# How to calculate work done by forces on a block moving up a wall?

• AznBoi
In summary, the problem is about a 5kg block being pushed 3m up a vertical wall with constant speed by a force of magnitude F at an angle of 30 degrees with the horizontal. The work done by F is 208 N. The work done by the force of gravity is -58.8 J. The normal force between the block and wall is 0 N. The gravitational potential energy increases by 58.8 J during this motion. The angle between the force and displacement for finding the work done by the force is 60 degrees.
AznBoi
Okay I kind of get this problem but not completey. Please see if I'm going in the right direction and guide me through it. Thanks!

Here is the Problem: A 5kg block is pushed 3m up a vertical wall with constant speed by a constant force of magnitude F applied at an angle of theta=30 degrees with the horizontal. If the coefficient of kinetic friction between block and wall is 0.30, determine the work done by a) F, b) the force of gravity, and c) the normal force between block and wall. d) By how much does the gravitational potential energy increase during this motion?

Here is my work:
First of all I solved for the F force and I got 208 N
So then do I have to plug the force into the equation: W=Fcos(theta)(displacement) ??

Then it would be: 208cos30(3m) right??

For b) you need to find the work force of gravity.
So, W=(9.8m/s^2)cos180(3m)??

for c) normal force between block and wall.
would it be zero?? because the block moves upward and the normal force would be perpendicular to the displacement.

for d) How do you find how much the gravitational potential energy increases by? Do you use Usubi+Ksubi=Usubf+Usuf

You have a problem with the angle. Potential energy increase is the same as always. Your equation is fine.

What do you mean I have a problem with the angle?? Are all of the problems that I attempted right?

I think he is talking about the work done by the force. 30 degrees is not the angle you should use, if I am understanding this problem correctly.

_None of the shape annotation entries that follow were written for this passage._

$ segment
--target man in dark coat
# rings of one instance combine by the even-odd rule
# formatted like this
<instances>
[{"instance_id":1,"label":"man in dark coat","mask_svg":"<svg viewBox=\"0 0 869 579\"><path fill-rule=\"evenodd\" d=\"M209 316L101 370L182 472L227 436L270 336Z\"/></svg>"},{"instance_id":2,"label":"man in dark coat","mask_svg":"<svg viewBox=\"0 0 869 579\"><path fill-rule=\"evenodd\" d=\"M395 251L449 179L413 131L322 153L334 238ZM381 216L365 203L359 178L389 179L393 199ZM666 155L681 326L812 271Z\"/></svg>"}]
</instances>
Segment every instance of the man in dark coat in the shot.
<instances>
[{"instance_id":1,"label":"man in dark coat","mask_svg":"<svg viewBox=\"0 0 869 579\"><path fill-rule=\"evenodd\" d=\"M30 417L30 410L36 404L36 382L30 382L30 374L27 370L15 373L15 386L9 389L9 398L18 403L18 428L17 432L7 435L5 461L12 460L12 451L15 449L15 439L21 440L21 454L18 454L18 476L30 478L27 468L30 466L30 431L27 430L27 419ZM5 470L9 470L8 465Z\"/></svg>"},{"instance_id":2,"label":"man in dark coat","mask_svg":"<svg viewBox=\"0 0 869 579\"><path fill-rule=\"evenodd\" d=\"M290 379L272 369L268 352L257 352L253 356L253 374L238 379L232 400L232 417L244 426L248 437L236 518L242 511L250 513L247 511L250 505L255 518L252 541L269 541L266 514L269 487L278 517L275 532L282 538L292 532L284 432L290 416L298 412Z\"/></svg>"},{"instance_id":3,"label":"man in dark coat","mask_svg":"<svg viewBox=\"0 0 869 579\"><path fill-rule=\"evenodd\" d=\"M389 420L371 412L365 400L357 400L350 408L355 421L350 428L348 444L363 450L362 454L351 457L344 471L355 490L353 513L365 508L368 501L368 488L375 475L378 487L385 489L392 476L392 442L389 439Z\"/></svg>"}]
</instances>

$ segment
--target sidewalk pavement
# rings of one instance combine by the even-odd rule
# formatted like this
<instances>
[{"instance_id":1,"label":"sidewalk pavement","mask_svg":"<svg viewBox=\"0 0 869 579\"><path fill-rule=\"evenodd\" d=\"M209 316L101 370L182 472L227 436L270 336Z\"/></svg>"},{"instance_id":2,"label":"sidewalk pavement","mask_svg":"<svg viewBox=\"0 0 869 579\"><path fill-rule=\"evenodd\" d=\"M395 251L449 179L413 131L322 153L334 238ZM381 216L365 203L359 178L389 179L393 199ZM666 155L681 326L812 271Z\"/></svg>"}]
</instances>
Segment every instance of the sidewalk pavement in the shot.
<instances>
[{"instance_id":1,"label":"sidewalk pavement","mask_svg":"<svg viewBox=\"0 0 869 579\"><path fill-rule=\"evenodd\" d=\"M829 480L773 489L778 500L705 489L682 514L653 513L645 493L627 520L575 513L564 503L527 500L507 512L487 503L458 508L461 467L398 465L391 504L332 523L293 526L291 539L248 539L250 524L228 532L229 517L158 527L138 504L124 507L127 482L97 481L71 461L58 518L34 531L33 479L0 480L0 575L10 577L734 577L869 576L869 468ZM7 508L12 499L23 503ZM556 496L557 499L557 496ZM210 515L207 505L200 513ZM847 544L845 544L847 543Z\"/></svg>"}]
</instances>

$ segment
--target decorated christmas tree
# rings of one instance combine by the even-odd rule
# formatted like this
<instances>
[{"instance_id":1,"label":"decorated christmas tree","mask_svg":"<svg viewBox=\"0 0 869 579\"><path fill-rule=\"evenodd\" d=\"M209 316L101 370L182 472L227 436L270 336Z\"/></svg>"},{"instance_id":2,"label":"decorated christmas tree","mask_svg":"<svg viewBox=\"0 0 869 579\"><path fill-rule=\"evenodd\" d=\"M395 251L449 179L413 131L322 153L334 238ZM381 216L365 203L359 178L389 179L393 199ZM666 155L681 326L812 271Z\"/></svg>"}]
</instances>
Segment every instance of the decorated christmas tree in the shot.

It is only the component of the force in the direction of the motion that is doing any work.

Dorothy

I think 30 degrees is the angle that you need to use for the Fore F because it is being applied diagonally 30 degrees from the horizontal upwards.

Just a suggestion, but a closer look at the definition of the angle in that particular formula would be a good idea. Hint: It's the angle between two vectors.

Dorothy

oh so if the angle is 30 degrees from the horizontal. and the displacement is 90 degrees. would it be 90-30=60 degrees?

That's right.

would this be right??

For b) you need to find the work force of gravity.
So, W=(9.8m/s^2)cos180(3m)??

because the force of gravity acts downards and the displacement is upwards so it would be cos180 right?

Yes, that's right.

## What is work done by forces?

Work done by forces is the measure of the energy transferred to an object by a force, resulting in a displacement of the object in the direction of the force.

## How is work done calculated?

Work done is calculated by multiplying the magnitude of the force applied by the displacement of the object in the direction of the force. The formula is: W = F x d, where W is work done, F is force, and d is displacement.

## What are the units of work done?

The units of work done are joules (J) in the International System of Units (SI). However, work can also be expressed in other units such as foot-pounds (ft-lb) or calories (cal).

## Can work be negative?

Yes, work can be negative. This occurs when the force and displacement are in opposite directions, resulting in a decrease in the object's energy. Negative work is often associated with friction or other forms of resistance.

## What are some real-life examples of work done by forces?

Some examples of work done by forces include lifting a book, pushing a shopping cart, or pulling a suitcase. Work is also done when a car accelerates, when a rocket launches, or when a crane lifts heavy objects.